The US effort to recruit and allign with "moderate freedom fighters" reached peak absurdity in May when the Pentagon announced that it would train "appropriately vetted" combatants who would help "meet the needs of Syrian opposition forces."
How has that program been going you ask?
Not well.
In fact, the US has only managed to recruit and train 54 people in three months- and that, believe it or not, is not the most embarrassing part.
Here’s The New York Times with more:
A Pentagon program to train moderate Syrian insurgents to fight the Islamic State has been vexed by problems of recruitment, screening, dismissals and desertions that have left only a tiny band of fighters ready to do battle.
Those fighters — 54 in all — suffered perhaps their most embarrassing setback yet on Thursday.

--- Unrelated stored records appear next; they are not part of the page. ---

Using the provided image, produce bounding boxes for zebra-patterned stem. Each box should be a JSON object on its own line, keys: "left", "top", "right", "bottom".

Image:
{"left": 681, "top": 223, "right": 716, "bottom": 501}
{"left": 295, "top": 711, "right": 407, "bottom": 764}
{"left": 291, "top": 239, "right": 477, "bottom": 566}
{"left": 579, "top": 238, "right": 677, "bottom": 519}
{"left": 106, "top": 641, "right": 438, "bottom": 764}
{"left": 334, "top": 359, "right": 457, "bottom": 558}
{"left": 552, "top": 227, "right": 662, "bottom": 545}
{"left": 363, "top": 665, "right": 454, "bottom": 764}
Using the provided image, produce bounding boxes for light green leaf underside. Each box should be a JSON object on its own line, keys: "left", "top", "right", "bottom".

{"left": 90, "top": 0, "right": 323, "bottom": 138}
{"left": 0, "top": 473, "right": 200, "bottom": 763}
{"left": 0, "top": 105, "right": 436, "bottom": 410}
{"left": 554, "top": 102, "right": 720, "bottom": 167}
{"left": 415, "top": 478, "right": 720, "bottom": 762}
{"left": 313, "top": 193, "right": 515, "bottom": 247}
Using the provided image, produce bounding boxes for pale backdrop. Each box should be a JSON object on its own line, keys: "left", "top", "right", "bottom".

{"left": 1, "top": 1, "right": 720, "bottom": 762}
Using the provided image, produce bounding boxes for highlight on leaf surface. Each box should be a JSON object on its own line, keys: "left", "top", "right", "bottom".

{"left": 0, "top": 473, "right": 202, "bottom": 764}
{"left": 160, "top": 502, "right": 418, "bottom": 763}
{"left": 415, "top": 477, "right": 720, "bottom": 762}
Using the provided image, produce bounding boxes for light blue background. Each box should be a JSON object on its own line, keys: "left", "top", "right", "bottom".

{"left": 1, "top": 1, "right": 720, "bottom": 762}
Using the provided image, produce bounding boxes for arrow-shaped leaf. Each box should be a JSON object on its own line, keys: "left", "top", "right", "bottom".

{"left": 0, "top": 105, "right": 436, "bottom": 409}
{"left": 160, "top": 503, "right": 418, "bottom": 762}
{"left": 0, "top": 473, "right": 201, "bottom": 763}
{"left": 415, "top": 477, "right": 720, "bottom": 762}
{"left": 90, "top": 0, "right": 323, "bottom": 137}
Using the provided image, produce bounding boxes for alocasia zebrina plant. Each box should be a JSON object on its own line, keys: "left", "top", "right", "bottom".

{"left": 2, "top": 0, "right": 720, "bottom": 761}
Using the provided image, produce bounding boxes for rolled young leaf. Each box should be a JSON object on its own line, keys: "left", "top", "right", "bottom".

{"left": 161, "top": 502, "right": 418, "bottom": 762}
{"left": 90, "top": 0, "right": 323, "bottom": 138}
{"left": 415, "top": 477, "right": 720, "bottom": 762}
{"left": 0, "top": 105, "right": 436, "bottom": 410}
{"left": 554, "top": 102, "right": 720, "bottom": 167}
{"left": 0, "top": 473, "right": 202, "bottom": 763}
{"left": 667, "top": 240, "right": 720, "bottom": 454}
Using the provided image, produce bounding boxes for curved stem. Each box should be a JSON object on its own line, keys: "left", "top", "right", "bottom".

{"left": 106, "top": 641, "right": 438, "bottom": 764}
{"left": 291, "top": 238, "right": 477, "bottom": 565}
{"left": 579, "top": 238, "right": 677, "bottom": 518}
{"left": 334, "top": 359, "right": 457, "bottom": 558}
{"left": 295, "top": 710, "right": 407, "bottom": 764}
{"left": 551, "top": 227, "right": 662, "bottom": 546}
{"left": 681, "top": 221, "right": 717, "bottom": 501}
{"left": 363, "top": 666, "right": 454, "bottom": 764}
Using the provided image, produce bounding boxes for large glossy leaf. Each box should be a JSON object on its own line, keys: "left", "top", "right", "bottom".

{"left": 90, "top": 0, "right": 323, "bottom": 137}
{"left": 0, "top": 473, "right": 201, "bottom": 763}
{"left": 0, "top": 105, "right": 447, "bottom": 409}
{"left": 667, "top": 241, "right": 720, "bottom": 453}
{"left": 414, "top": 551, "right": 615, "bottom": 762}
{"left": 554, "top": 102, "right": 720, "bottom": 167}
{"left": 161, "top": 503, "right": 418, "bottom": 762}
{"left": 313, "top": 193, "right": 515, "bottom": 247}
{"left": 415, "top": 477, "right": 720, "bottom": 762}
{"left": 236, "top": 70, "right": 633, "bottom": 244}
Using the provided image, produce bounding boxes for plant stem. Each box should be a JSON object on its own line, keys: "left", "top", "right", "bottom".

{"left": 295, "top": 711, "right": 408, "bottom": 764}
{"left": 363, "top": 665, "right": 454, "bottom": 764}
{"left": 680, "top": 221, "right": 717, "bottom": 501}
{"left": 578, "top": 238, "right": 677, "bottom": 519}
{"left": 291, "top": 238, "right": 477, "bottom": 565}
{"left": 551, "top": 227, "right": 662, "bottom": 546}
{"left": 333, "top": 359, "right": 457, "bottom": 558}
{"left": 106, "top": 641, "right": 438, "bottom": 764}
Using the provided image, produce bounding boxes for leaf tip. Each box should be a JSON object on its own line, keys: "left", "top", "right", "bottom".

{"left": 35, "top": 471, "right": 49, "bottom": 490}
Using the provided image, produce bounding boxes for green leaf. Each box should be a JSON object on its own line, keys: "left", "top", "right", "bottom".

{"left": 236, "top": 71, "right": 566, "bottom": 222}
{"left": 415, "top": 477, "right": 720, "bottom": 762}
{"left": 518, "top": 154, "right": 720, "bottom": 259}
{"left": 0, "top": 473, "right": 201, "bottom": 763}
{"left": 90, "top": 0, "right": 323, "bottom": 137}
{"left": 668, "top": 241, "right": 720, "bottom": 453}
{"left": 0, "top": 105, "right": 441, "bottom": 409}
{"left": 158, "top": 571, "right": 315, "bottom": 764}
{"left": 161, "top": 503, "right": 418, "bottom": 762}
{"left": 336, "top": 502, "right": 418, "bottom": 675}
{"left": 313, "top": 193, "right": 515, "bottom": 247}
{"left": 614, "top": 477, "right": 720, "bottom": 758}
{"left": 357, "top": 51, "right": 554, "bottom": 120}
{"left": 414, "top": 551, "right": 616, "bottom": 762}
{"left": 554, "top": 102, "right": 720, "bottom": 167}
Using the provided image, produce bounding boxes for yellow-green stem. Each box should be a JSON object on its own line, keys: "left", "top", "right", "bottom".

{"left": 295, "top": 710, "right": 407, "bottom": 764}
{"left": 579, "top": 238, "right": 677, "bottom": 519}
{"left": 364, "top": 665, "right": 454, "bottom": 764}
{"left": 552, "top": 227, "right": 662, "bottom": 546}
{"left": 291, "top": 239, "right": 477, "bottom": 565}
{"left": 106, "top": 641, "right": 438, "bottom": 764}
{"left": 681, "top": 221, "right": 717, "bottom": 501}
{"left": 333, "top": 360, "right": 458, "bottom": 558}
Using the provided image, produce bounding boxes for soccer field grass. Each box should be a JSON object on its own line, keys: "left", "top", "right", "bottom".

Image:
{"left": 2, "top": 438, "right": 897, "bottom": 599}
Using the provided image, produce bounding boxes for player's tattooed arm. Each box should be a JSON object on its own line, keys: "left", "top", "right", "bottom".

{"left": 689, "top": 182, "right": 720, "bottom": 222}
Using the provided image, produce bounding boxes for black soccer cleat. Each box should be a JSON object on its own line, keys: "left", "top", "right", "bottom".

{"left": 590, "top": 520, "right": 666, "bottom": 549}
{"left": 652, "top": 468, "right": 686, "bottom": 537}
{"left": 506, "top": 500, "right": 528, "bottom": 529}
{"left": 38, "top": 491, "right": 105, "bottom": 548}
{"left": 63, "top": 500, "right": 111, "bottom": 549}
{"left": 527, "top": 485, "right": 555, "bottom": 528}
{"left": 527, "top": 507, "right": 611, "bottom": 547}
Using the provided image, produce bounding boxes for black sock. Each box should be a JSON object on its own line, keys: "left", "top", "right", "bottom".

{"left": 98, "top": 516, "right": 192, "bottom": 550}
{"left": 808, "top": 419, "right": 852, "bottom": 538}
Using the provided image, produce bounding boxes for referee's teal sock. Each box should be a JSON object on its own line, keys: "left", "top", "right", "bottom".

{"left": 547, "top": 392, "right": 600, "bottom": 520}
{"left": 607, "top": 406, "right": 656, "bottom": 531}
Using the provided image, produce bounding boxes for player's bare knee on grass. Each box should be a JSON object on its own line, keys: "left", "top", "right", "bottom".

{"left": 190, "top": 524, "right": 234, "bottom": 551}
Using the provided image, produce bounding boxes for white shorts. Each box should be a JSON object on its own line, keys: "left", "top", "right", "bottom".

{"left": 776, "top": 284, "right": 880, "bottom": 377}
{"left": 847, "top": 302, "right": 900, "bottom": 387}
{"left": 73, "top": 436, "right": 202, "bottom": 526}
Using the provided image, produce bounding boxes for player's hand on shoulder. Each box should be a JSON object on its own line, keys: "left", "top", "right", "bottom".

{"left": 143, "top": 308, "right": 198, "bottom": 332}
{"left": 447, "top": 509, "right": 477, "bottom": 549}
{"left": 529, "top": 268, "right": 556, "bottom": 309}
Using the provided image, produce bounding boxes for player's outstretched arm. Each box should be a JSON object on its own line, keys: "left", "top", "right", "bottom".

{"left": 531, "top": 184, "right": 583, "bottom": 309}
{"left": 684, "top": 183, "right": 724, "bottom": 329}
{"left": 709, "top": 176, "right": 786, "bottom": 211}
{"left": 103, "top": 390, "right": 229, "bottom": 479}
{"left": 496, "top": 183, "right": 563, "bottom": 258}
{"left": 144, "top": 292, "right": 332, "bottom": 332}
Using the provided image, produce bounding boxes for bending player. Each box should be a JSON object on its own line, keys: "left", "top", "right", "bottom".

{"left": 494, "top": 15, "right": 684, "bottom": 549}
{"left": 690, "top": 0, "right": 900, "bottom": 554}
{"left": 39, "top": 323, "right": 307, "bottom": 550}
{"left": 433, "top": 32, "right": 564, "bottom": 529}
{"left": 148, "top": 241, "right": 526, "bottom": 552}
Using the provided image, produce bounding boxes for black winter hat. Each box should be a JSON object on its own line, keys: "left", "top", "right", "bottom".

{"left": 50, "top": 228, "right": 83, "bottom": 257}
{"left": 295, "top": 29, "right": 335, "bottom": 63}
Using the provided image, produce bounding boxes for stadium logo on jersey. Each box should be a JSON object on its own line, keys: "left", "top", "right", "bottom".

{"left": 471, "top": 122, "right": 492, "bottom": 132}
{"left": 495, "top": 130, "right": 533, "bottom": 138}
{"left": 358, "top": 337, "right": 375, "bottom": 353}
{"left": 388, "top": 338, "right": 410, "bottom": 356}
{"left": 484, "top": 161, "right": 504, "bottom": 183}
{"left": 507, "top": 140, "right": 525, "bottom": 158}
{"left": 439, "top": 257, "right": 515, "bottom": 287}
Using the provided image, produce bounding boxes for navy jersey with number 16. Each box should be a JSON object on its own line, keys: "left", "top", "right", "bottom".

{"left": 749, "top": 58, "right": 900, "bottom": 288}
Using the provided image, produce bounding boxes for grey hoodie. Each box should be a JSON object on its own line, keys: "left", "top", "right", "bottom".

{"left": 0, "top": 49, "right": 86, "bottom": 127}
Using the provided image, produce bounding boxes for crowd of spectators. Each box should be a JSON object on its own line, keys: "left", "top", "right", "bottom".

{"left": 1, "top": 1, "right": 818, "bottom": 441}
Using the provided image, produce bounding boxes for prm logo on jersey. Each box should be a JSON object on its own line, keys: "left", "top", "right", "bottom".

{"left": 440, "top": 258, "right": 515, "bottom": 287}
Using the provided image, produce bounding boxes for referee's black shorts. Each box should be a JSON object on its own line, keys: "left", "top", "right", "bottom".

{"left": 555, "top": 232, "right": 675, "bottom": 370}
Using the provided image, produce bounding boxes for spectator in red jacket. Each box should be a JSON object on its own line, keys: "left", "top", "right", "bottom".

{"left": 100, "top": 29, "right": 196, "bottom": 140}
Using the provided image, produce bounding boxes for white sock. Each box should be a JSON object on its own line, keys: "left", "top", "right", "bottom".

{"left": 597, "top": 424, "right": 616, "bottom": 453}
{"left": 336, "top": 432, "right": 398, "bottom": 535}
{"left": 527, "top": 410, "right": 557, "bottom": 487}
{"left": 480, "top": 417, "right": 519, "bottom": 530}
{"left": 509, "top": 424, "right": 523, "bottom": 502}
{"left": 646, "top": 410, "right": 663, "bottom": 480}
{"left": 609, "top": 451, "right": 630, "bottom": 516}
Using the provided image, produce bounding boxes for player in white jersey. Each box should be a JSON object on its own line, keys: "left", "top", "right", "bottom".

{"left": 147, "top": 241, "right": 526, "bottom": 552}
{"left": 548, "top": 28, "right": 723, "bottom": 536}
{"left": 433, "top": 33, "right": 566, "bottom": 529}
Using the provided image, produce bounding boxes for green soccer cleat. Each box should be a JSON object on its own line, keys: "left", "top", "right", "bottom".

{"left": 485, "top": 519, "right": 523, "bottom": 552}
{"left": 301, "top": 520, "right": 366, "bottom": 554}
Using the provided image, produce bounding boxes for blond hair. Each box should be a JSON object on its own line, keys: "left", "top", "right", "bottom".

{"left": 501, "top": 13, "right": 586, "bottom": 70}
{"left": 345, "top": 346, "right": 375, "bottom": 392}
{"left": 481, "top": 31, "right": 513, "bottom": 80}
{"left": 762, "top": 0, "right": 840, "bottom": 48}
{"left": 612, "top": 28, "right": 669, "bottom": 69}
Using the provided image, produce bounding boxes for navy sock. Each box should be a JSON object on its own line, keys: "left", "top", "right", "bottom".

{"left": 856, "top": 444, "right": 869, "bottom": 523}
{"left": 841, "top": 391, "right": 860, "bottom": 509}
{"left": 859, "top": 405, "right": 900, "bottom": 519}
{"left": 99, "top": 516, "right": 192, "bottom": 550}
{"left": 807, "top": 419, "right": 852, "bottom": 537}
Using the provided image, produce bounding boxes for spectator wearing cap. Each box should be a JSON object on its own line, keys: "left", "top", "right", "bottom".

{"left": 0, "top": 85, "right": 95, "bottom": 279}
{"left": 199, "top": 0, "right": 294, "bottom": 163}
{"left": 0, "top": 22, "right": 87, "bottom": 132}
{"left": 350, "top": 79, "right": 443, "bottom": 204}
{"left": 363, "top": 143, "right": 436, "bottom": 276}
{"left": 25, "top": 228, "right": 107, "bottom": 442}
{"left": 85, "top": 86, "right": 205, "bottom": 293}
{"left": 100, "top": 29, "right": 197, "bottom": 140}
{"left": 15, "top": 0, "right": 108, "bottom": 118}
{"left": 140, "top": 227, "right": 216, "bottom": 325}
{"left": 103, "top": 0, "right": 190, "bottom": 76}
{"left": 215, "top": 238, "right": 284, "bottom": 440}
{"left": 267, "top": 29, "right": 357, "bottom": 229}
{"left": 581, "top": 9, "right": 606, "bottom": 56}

One of their leaders, a Syrian Army defector who recruited them, was abducted in Syria near the Turkish border, along with his deputy who commands the trainees. They were seized not by the Islamic State but by its rival the Nusra Front, an affiliate of Al Qaeda that is another Islamist extremist byproduct of the four-year-old Syrian civil war.
The abductions illustrate the challenges confronting the Obama administration as it seeks to marshal local insurgents to fight the Islamic State, which it views as the region’s biggest threat.
So al-Nusra which, as The Times also notes, "dealt a more serious blow to the CIA program last year, attacking and dismantling its main groups, the Syrian Revolutionaries Front and Harakat Hazm, and seizing some of their American-supplied, sophisticated antitank missiles," has now captured the commander and deputy commander of the new US "force", marking a terribly humiliating blow to the latest ill-fated CIA -backed effort to locate and train the "good guys." Reuters has more on the story:
Al Qaeda's Syria wing said on Friday it had detained members of a Syrian rebel group who had just returned from U.S. training, in a direct challenge to Washington's plan to train and equip insurgents to combat the hard-line Islamic State group.
In a statement that appeared to contradict comments from the Pentagon, Nusra Front said the men it was holding had entered Syria several days prior and had been trained under the supervision of the Central Intelligence Agency.
It described them as agents of America and warned others they should abandon the programme. It also said a U.S.-led coalition had mounted air strikes against Nusra Front positions during fighting between the group and the rebels.
Syrian opposition sources and a monitoring group said earlier this week that Nusra Front had detained the leader of the U.S-trained rebel "Division 30" and a number of its members. The Pentagon cast doubt on the reports on Thursday, saying no members of the "New Syrian Force" had been captured or detained.
"We warn soldiers of (Division 30) against proceeding in the American project," Nusra Front said in a statement distributed online. "We, and the Sunni people in Syria, will not allow their sacrifices to be offered on a golden platter to the American side."
So ultimately, the CIA's newest band of "freedom fighters" who are supposed to be fighting ISIS, are now fighting al-Nusra which is receiving funding from Turkey which as of last week, is now allied with the US in a fight against ISIS, only Turkey isn't really fighting ISIS, it's fighting the PKK which backs YPG which is really fighting ISIS and everyone involved is fighting Assad who would probably find the whole thing comically absurd were it not for the fact that it is ultimately his head that everyone is after.
It goes without saying that all of this serves to make Washington look absolutely ridiculous and indeed, this may mark a new record low for US foreign policy gone horribly awry.